I’m taken down the hall to a paneled courtroom. I see seven tall wooden chairs that I imagine are meant for my judges, a long table, and behind that a French flag that covers an entire wall.

Edouard is sitting alone at a smaller table. It strikes me that his hair is almost completely white—was it still peppered dark when he first visited me in prison? He looks as though my arrest has aged him ten years. Next to him is an empty chair.

At a different table sit three men I don’t recognize, together with Captain Bouchardon. The table is weighted down with stacks of documents. All four men watch me as I enter. None of them stand.

As soon as he sees me, though, Edouard rises. He guides me to the empty chair and catches me looking up at the image of Justice painted on the ceiling above our heads.

“M’greet,” he says quietly, drawing my gaze downward. I can see that he’s nervous. He’s not a criminal lawyer, yet here we are. The files on Bouchardon’s table are so thick. What can possibly be written in them? I imagine they are lists. Lists of every man I’ve slept with.

Edouard whispers in my ear, “That man.” I follow his gaze: He means the tall one dressed entirely in gray. “His name is Andre Mornet.”

For a moment we are together in the Rothschilds’ jasmine-scented garden and he is saying Don’t speak at length with anyone who appears drunk, in particular the German ambassador . . . von Schoen.

“One of the best prosecutors in France,” he says, and I am snapped back into the awful present.

“I want you to answer him in simple sentences, M’greet, no matter how he phrases his questions. For your own sake, don’t embellish. Do not attempt to describe your version of events. I’ll do that for you. This is a military tribunal. All of the judges”—he inclines his head toward the seven still-empty chairs—“are members of the military. Do not try to charm them. Under these circumstances they will respond to facts, not stories.”

I wish that I were anywhere in this world instead of inside the Palais de Justice. I want to be at the top of the temple of Borobudur with Sofie, watching the sun set over the misty hills of Magelang. I want to be exploring the Javanese beaches with Non, picking my way across the rocks as the warm breeze tangles her hair.

“In a few moments the doors will open and the public will be allowed in,” Edouard is informing me. “Then the seven judges will enter. After they are seated, Andre Mornet will call witnesses.”

Witnesses? “Who do they plan to call?”

“I was not given that information. I’m sorry. A court martial is unlike a trial in the civilian world—”

“And our witnesses? Who has agreed to testify for me?” I have conflicted feelings immediately. How wonderful it will be to see familiar faces, and yet how horrible to see them under these circumstances.

“I’m sorry, M’greet.” Edouard pushes a glass of water into my hands.

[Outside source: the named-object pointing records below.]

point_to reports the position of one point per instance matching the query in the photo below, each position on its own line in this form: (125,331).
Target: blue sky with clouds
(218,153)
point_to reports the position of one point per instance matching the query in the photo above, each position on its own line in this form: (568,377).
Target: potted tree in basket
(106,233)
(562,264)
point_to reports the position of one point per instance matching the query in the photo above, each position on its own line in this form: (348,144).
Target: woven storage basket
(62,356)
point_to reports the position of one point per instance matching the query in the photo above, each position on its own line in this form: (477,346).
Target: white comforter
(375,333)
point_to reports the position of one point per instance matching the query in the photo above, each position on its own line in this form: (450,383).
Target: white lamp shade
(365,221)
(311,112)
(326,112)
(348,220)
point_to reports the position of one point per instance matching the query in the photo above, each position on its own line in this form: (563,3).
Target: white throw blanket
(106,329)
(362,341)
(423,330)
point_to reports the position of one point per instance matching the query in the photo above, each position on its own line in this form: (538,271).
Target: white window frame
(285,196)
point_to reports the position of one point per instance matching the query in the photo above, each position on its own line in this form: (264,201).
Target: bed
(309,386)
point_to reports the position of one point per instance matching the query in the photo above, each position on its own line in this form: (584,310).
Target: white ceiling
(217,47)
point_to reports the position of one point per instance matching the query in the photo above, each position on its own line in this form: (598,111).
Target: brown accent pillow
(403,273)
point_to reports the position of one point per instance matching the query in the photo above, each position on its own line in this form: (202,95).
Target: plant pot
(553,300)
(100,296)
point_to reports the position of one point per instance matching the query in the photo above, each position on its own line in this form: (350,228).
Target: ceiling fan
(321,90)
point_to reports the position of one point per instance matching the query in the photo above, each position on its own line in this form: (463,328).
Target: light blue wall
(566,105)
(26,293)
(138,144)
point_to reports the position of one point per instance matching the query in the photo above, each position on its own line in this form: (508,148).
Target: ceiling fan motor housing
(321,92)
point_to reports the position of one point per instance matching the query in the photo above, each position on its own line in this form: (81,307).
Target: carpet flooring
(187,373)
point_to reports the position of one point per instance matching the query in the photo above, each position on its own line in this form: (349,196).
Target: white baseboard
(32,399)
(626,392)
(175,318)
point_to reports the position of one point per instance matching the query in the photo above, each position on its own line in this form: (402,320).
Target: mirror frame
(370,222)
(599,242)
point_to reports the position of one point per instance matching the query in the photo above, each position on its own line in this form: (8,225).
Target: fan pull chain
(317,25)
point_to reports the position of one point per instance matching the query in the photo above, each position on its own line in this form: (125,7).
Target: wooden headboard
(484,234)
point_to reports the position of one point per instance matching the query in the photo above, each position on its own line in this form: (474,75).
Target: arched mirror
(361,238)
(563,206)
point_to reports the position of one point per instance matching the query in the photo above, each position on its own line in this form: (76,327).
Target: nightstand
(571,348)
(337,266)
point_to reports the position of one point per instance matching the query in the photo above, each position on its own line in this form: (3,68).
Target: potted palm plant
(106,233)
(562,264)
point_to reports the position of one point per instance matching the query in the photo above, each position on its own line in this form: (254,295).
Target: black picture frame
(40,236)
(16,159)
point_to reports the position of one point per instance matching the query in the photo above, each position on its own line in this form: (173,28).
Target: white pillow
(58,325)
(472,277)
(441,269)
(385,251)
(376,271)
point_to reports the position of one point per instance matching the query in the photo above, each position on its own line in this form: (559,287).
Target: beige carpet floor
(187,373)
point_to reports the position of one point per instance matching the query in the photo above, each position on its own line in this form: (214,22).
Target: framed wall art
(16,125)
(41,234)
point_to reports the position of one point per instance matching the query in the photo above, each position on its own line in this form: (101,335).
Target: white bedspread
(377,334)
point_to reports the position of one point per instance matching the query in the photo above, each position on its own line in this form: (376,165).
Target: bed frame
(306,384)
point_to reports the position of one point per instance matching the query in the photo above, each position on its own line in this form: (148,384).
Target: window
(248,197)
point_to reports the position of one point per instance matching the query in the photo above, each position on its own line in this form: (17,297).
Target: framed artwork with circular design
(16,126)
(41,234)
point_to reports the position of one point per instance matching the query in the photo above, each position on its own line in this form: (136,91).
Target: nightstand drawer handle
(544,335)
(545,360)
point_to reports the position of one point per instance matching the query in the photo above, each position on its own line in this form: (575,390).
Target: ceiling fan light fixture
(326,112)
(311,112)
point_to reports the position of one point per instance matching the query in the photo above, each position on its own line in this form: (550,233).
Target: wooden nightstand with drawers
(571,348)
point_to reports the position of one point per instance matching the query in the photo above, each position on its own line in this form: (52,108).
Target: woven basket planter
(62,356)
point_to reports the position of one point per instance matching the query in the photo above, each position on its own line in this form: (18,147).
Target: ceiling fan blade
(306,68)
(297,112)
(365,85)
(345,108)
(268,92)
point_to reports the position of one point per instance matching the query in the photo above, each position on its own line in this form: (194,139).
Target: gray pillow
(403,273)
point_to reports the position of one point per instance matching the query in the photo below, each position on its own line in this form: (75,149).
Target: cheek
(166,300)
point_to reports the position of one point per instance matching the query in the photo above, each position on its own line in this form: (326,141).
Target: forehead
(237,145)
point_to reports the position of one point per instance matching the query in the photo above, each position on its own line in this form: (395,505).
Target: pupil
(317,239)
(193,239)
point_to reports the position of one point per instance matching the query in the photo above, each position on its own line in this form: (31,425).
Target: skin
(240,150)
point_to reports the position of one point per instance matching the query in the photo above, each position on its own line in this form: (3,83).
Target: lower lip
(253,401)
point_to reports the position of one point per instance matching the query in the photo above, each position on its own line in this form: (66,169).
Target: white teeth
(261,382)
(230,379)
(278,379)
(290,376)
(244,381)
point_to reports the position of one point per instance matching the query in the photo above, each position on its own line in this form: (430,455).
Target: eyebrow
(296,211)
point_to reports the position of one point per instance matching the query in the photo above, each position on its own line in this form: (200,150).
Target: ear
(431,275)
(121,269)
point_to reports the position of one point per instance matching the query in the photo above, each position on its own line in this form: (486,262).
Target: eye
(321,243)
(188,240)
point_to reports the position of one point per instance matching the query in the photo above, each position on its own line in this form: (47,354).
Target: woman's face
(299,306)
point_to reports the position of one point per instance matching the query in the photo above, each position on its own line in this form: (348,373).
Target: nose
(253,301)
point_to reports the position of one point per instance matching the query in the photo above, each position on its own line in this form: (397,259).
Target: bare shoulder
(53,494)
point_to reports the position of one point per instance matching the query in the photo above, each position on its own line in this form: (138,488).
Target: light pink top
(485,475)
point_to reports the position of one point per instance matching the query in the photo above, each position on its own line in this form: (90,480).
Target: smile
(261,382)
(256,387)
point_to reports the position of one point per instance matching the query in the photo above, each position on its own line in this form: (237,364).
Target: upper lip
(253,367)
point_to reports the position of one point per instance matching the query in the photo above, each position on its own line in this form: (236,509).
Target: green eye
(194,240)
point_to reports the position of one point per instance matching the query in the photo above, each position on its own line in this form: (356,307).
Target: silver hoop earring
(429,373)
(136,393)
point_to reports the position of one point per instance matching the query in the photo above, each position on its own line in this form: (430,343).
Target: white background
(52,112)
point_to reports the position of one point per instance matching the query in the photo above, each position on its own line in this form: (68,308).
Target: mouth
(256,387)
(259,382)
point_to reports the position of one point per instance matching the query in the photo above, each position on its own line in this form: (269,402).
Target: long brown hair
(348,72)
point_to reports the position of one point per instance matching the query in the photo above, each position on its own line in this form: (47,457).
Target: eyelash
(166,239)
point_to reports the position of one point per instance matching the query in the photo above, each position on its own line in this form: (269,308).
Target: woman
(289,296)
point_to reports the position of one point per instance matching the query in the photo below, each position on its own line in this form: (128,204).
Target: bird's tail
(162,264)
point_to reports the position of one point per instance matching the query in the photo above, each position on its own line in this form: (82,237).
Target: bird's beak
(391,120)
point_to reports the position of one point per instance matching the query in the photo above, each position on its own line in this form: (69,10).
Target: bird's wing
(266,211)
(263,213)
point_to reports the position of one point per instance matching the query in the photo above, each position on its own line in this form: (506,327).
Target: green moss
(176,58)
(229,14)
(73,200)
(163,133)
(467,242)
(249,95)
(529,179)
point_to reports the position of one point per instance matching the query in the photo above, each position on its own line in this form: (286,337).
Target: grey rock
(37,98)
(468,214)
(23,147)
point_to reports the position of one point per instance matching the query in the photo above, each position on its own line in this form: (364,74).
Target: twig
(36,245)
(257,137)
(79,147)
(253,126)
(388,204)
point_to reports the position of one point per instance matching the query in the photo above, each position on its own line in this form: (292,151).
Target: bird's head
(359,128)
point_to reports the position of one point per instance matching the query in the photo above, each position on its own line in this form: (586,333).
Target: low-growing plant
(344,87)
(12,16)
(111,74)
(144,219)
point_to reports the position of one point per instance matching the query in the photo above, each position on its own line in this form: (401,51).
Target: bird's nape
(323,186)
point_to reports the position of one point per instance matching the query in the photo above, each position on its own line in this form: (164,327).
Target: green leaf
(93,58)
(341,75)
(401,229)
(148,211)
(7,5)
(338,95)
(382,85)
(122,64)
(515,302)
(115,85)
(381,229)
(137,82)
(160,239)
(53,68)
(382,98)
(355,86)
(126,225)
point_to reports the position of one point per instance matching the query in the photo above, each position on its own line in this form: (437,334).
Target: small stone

“You are sorry? Why are you sorry? Who turned me down?”

He recites the list quietly. Guimet and Givenchy. Baron Rothschild. Felix Rousseau, my “banker.” Jeanne is dead. I’ve made so few real friends in my life.

“Has anyone agreed to speak on my behalf?”

“Yes. I located Henri de Marguerie. He will tell them you are of good character.”

A handsome man who spent the night with me after one of my shows. Salome? Cleopatra? Maybe Tristan and Isolde. I can’t summon an image of his face, but I remember his wristwatch—it was the first one I’d ever seen. I think back and eventually it comes to me. Henri de Rothschild’s chateau. I’d just performed Lady Godiva and the string quartet was playing something slow. A dark-haired man asked me to dance. He was wearing a Rolex. “It’s a wristwatch,” he said.